Monday, September 7, 2015

Risk of future crime will soon be part of Pennsylvania sentencing scheme

Pennsylvania will introduce risk assessment into sentencing by next year.  It was part of a 2009 package of reforms for the Pennsylvania Department of Corrections, reported the Harrisburg Patriot-News.
"To me, this is a no-brainer," said Corrections Secretary John Wetzel. "This is inserting science and data into decision-making."
However, there are concerns about basing prison sentences on crimes that haven't been committed yet. Some compare it to the film 'Minority Report,' in which the police arrest people for crimes that haven't occurred yet.
Wetzel, on the other hand, compares it to setting car insurance rates. Insurance companies use factors -- like age and gender -- to determine someone's risk of getting into a collision and then set rates.
Risk assessment, he said, is similar.
"I'm kinda baffled by the controversy," Wetzel said.
Bret Bucklen, director of planning, research, statistics and grants for the department, said judges currently use two "scores" to determine someone's jail sentence.

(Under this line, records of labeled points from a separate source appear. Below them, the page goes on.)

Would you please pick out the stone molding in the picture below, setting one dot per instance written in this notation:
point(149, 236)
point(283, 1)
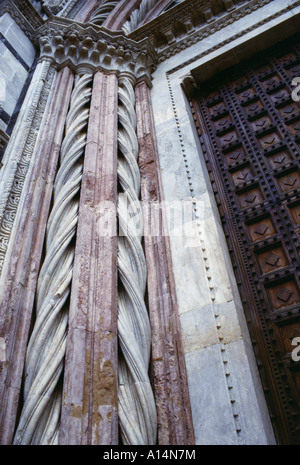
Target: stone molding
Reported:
point(4, 138)
point(229, 40)
point(178, 30)
point(67, 43)
point(24, 14)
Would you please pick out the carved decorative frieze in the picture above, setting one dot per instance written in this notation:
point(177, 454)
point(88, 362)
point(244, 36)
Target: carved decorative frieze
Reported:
point(68, 43)
point(19, 153)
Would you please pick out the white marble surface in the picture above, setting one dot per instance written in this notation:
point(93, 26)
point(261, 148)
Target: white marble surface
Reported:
point(228, 404)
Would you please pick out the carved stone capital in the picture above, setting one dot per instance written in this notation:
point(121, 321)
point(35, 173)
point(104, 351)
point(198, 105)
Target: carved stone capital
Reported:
point(52, 7)
point(66, 42)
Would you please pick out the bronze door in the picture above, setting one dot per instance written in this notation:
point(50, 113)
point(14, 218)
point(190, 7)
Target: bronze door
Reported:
point(249, 128)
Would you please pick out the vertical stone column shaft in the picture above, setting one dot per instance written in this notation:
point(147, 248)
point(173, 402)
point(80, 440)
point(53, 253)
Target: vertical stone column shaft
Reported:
point(21, 277)
point(89, 412)
point(168, 364)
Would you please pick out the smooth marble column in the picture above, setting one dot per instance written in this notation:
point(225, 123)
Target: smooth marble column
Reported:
point(168, 365)
point(18, 291)
point(90, 400)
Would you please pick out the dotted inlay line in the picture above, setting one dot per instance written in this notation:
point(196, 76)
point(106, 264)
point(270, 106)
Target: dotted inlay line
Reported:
point(226, 364)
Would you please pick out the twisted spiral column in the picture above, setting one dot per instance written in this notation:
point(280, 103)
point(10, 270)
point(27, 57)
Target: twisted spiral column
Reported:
point(101, 13)
point(137, 413)
point(39, 421)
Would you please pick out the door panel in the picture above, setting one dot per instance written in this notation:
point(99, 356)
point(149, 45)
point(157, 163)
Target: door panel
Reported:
point(249, 128)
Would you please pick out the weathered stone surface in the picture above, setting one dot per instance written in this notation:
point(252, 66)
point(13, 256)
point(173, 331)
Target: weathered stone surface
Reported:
point(21, 277)
point(168, 365)
point(89, 412)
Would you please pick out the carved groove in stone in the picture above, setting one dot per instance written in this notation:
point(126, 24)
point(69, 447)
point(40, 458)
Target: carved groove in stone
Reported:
point(101, 13)
point(39, 422)
point(137, 413)
point(138, 15)
point(19, 152)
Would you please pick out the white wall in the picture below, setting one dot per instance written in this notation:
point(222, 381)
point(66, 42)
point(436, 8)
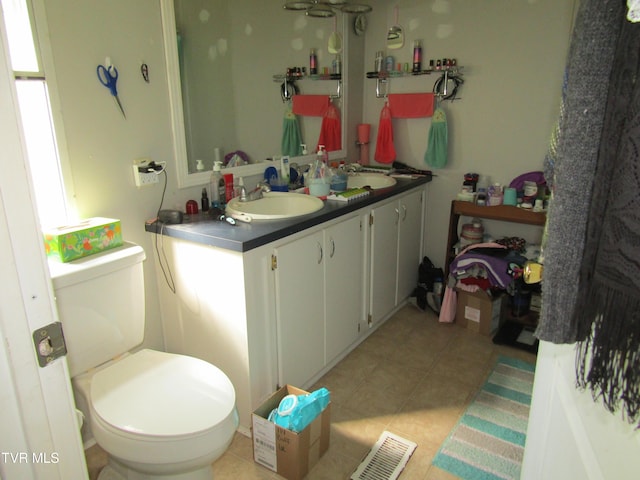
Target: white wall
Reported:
point(570, 435)
point(513, 53)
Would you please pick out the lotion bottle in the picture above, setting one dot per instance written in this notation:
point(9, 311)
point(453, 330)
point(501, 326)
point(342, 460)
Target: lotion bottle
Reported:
point(215, 183)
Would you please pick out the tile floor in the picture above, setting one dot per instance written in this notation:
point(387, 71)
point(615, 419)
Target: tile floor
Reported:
point(413, 377)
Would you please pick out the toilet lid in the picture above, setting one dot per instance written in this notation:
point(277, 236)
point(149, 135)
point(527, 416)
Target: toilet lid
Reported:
point(162, 394)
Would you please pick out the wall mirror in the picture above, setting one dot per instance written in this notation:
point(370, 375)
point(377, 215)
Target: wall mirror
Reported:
point(231, 101)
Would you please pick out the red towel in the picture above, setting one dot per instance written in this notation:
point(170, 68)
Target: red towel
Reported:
point(310, 105)
point(385, 151)
point(411, 105)
point(331, 130)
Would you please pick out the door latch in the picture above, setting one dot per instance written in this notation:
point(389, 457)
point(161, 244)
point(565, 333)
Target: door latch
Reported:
point(49, 343)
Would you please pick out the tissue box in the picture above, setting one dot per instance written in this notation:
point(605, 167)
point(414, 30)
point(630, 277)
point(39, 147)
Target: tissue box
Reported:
point(288, 453)
point(479, 312)
point(85, 238)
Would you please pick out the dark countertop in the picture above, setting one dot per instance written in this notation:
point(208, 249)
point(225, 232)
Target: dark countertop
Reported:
point(242, 237)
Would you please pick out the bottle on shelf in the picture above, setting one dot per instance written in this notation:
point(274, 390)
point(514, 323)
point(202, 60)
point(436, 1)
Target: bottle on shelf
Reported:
point(313, 62)
point(417, 56)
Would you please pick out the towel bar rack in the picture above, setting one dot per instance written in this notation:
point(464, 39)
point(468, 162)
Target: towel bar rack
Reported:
point(288, 80)
point(382, 80)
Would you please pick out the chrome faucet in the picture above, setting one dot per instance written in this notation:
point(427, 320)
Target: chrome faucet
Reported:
point(254, 194)
point(353, 168)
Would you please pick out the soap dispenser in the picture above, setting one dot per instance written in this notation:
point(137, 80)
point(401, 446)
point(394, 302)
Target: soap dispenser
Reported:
point(216, 183)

The first is the offense gravity score, which weighs the severity of the crime. And the second is the prior record score, which takes into account past crimes. Those two scores, Bucklen said, are put into a grid and they help a judge determine a jail sentence.
Risk assessment is a new way of approaching criminal sentencing. Risk assessment uses certain factors -- including age, prior arrests and types of prior crimes -- to inform a judge of a person's likelihood that they will commit another crime.
Commission Executive Director Mark H. Bergstrom said a judge would have the option to use a person's risk assessment in sentencing but would not be required to.
Someone found to have a low risk of recidivism might get a lesser sentence while others with a higher risk could get a longer sentence. A risk assessment, Bergstrom said, might also help a judge determine a specific program or alternative to incarceration for a convicted criminal.
"We recognized that this is not only about increasing or decreasing the duration of the sentence, it's more about how to affect the sentence, what should be a part of that sentence," he said.